Hoover dam took 5 years to complete.
The Interstate Highway took over 40 years to complete as well.
I just don’t know how you can draw such conclusions that Governments can’t do long term planning and implementation.

The idea that government can’t be efficient or solution driven is just GOP spin, and deserves nothing but disdain. Hell, the majority of the most transformative technologies were originally government funded endeavors. Computers, internet, advanced materials, Velcro, Tang, all the work of the US Government. All companies did was build on top of the existing work of the US people.

Bill Gates did some great things, but last I checked, his contributions have been minute compared to what the US government has accomplished.

Sure, but they’re also more reliable. Imagine if the US government was doing what Gates was doing.
Because that would’ve stopped once Trump was elected. Hell, it probably would’ve stopped the second the GOP got a majority in Congress.

I mean freaking NASA can’t get funding from the party that talks about going to fucking Mars every other month.

Not necessarily. There are a ton of projects that are still going on, even under Trump. Congress controls the purse strings, and Trump’s ability to influence the vastness of the US government is limited by the competency of the people he puts in charge.

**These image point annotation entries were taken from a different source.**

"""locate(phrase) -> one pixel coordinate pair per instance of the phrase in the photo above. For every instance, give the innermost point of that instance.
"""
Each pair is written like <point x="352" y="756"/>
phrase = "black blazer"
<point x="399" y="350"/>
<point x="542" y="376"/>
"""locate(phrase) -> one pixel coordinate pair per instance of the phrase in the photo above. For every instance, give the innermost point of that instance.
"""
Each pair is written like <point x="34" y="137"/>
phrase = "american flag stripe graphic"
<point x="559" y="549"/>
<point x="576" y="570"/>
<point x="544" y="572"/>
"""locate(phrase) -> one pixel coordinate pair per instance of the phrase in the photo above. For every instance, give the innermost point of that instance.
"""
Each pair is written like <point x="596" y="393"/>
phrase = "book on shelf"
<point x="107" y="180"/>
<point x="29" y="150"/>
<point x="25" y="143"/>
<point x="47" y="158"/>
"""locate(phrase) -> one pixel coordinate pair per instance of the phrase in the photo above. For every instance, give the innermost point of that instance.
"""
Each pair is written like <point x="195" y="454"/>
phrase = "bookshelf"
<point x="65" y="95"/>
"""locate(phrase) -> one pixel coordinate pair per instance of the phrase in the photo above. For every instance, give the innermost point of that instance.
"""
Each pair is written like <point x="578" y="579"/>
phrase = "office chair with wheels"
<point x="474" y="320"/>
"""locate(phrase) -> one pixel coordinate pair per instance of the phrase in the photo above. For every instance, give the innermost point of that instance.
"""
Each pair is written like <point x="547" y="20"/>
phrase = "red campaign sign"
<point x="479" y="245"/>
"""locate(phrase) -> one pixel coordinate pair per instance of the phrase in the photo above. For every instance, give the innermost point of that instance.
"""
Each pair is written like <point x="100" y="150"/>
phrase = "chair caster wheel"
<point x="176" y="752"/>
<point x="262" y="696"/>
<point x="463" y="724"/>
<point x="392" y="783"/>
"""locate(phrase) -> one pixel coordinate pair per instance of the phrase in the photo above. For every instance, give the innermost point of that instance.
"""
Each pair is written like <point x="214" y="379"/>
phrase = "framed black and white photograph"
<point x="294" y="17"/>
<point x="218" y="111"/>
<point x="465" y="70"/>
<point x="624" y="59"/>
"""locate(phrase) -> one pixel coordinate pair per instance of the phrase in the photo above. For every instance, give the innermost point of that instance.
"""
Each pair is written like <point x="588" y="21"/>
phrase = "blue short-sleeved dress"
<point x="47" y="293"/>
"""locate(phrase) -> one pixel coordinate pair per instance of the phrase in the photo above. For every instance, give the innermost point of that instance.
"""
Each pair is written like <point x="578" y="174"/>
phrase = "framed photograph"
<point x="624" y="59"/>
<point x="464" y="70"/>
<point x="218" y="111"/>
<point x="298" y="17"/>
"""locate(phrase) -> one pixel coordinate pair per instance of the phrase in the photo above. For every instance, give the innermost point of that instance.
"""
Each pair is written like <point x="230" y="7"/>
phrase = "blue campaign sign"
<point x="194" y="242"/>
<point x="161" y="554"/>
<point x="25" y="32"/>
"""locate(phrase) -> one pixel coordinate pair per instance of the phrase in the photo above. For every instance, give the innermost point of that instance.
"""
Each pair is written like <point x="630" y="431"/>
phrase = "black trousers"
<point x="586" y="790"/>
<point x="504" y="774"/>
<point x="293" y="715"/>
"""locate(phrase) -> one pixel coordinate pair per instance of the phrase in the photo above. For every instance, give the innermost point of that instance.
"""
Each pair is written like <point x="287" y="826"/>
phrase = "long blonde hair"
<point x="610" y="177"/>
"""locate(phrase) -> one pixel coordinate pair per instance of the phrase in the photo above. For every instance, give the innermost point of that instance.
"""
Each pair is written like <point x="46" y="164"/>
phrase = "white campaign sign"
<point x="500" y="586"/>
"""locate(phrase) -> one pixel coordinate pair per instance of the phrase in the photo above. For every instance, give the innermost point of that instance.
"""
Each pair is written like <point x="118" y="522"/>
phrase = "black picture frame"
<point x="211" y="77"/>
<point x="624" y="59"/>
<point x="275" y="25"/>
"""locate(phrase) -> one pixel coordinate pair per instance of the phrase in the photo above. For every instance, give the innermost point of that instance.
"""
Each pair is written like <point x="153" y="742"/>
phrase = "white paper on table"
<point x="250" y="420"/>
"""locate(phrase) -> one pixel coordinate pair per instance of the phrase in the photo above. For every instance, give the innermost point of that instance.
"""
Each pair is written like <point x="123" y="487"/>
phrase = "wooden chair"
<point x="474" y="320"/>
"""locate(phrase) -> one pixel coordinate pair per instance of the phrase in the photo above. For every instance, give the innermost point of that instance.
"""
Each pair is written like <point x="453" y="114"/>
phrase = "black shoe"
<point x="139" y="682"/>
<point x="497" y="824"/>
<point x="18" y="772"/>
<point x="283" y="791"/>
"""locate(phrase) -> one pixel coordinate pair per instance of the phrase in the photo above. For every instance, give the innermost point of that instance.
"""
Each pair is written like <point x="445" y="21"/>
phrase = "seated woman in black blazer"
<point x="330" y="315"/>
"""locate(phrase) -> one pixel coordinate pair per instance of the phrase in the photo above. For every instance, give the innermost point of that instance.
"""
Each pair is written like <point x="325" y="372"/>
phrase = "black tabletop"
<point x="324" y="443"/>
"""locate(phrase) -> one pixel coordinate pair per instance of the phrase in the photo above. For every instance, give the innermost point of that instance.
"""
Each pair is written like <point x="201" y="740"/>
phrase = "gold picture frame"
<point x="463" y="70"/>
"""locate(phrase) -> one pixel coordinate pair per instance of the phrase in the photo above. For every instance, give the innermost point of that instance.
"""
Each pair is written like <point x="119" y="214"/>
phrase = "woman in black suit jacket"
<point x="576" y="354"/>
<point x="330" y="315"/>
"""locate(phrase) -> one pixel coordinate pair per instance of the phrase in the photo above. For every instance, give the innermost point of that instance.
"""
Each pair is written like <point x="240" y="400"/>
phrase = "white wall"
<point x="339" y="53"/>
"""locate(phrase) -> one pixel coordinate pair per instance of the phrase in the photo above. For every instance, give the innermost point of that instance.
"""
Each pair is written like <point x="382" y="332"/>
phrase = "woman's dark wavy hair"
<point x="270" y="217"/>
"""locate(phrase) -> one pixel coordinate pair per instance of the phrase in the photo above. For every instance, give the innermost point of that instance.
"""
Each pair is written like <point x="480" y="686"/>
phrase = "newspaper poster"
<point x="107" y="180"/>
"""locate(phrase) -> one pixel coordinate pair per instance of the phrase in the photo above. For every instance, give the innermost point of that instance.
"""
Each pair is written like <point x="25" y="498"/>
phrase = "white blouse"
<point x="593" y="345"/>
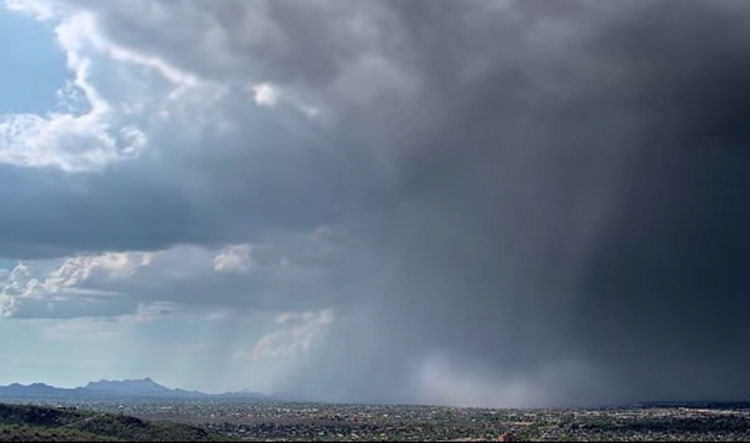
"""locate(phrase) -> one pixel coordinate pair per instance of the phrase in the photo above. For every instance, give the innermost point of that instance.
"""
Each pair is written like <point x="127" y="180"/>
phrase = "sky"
<point x="483" y="203"/>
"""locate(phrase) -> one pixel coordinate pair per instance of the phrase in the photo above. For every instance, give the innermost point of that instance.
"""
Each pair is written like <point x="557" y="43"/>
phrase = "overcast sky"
<point x="475" y="203"/>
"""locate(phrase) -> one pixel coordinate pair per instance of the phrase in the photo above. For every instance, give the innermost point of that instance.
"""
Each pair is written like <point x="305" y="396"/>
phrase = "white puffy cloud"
<point x="70" y="141"/>
<point x="20" y="283"/>
<point x="264" y="94"/>
<point x="234" y="258"/>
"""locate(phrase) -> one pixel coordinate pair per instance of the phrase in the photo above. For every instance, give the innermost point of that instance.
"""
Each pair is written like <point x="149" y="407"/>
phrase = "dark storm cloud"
<point x="580" y="198"/>
<point x="536" y="187"/>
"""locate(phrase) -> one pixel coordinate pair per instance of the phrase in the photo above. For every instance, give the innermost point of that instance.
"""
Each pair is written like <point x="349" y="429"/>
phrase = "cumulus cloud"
<point x="235" y="258"/>
<point x="20" y="284"/>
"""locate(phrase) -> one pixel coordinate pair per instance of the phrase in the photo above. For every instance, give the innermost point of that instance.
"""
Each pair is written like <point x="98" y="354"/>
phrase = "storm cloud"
<point x="483" y="203"/>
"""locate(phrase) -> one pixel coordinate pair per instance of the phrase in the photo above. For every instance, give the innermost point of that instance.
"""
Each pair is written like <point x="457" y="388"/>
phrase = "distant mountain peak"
<point x="144" y="387"/>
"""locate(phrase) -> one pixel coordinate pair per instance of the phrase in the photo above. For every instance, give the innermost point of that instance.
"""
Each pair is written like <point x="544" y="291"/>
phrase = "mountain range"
<point x="143" y="388"/>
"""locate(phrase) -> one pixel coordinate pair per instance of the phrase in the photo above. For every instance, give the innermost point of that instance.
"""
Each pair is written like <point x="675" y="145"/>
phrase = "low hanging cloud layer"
<point x="483" y="203"/>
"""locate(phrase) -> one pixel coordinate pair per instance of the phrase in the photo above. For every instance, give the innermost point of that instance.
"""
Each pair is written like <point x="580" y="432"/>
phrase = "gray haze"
<point x="523" y="203"/>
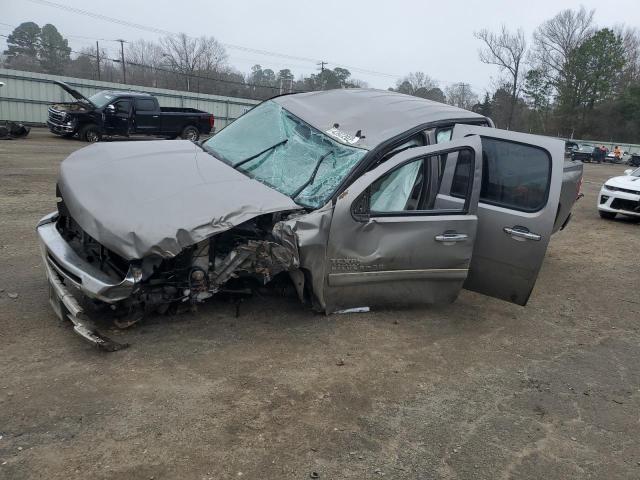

As NASA, that started way before Trump. Destroying the ability of the US government has been a pet project of the GOP since before Newt was the speaker. Trump is the end result of what the GOP has been working for, for at least a generation.

If you think sending medical aid to poor people in other countries wouldn’t be a prime target for getting cut by the GOP, I don’t know what to tell you. They have armies of people that rail against foreign aid on all of social media.

“Why should we be sending money to (insert country of brown people) when we have homeless veterans!?!?!?!?!?!!?!?!”